This past Wednesday night, my friend Mary Elise invited me to a Shawn Colvin and Mary Chapin Carpenter concert. I accepted, with great enthusiasm, and it was wonderful; although I have to admit that they are both musicians who I’ve always found to be pleasant but not particularly inspiring.
On Wednesday night, though, I was inspired. These women are very engaging performers, really good musicians. They are fully at ease with themselves and their music. They seem utterly unafraid of so many things: of showing their affection for each other onstage, of long instrumental bridges, of sentimentality, of letting their songs take up time and space. Sometimes they even repeat the first verse again at the end of the song.
Repeating verses: are you allowed to do that?

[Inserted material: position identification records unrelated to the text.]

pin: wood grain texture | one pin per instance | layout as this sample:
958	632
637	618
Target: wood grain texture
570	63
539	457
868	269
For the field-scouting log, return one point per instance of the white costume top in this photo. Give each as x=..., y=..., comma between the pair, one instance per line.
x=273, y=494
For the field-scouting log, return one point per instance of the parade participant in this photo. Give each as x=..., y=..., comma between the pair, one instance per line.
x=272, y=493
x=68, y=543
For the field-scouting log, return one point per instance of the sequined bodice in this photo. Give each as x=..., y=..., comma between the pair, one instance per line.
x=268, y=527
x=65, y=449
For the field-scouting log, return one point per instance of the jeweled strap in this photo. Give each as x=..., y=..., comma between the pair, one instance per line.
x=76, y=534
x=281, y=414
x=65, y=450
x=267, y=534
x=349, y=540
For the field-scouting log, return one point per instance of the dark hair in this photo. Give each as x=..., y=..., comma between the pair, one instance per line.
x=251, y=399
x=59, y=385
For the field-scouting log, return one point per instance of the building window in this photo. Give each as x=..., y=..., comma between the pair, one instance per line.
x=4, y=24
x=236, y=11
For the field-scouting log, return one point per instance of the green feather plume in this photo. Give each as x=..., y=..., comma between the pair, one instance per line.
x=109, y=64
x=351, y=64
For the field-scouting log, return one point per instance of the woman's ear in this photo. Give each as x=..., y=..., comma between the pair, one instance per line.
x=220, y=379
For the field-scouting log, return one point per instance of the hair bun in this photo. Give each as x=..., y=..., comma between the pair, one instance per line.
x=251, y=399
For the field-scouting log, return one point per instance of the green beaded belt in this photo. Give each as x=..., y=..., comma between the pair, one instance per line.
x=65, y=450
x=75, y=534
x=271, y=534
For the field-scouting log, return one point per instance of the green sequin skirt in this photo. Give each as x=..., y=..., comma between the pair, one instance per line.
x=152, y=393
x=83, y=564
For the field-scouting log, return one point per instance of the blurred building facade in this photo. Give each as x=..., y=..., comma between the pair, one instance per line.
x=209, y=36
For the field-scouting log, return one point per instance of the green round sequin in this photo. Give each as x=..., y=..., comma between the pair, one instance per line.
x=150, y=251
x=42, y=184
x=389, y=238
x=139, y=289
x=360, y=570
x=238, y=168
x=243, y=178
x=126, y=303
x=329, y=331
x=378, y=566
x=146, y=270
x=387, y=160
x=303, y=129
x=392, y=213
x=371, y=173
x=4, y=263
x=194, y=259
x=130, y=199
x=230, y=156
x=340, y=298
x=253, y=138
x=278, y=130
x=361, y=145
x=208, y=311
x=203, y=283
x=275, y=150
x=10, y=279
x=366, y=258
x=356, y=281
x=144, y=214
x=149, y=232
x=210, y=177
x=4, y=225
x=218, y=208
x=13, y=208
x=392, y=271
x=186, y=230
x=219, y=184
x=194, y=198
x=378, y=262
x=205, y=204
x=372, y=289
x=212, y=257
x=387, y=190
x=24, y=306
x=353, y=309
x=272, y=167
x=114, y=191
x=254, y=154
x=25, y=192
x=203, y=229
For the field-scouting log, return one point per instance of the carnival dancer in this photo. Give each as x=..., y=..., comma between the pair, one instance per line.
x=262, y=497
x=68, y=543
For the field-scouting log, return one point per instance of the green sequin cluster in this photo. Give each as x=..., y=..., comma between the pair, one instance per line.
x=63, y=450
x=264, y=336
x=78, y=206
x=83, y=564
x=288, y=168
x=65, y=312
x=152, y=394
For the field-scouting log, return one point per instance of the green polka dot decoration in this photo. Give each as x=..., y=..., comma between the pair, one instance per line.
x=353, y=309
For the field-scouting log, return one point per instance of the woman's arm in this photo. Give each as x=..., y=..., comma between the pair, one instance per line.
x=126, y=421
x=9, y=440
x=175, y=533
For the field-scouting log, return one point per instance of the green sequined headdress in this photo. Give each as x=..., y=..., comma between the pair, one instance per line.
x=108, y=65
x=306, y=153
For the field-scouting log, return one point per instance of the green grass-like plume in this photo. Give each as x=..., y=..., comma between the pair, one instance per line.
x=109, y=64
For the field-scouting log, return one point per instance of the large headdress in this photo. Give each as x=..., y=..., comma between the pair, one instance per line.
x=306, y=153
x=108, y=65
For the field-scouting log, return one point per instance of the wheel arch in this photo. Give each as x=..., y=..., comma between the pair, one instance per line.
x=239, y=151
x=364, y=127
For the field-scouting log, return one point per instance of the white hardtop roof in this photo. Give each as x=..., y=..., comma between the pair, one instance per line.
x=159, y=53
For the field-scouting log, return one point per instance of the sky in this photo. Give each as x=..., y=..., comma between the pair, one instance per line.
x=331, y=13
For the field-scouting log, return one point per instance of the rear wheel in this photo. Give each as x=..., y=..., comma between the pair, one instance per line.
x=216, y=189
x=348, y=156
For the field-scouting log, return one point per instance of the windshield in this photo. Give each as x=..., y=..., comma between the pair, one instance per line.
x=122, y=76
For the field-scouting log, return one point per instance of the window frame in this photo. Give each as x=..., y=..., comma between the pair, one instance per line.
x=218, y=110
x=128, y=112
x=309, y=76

I have a thing about repetition. I worry about using the same rhymes, the same themes, or the same chord progressions from one song to another, even songs written years apart. I sang one song twice in the same concert series, in performances fully three years apart; and I still feel a little cheap about it.
There are so many other things of which I’m afraid as a songwriter. Musical predictability. Insufficient wit. Excessive length.
But these ladies were fearless, and fabulous. Even better: they talked explicitly about their songwriting processes, and I drank up every word. Mary Chapin Carpenter described taking walks when she’s stuck on a riff or a lyric; Shawn Colvin talked about procrastinating. I take walks when I’m stuck! And I am really, really good at procrastinating.
All the best songs, they both agreed, are about heartache.
Mostly they talked about sitting down at the kitchen table and just writing.
As I listened, I vowed to embrace this fearlessness and just get down to work. The very next morning I sat down to write a list of all of the things about which I might write songs. Here is the list:
- Voting, and choosing between the candidates
- Not buying things you don’t need, even when they’re on sale
- Trying to sit still at a concert or a lecture
I am thinking about pencils because I just found a big bag of them that somehow survived my recent move.
I got rid of tons of other office supplies; but couldn’t quite part with the pencils, despite the fact that they are of shrinking utility in my increasingly paperless world. Sort of like Mary Chapin Carpenter’s song, This Shirt, about an old shirt she can’t bring herself to throw out because it carries so many memories. Only I’ve already written a song about a shirt.
So I sat down to write this song about pencils. It is also about heartache, because all the best songs apparently are. You can listen to it here:
But that thing about repeating the first verse again at the end: I’m afraid that’s just a bridge too far.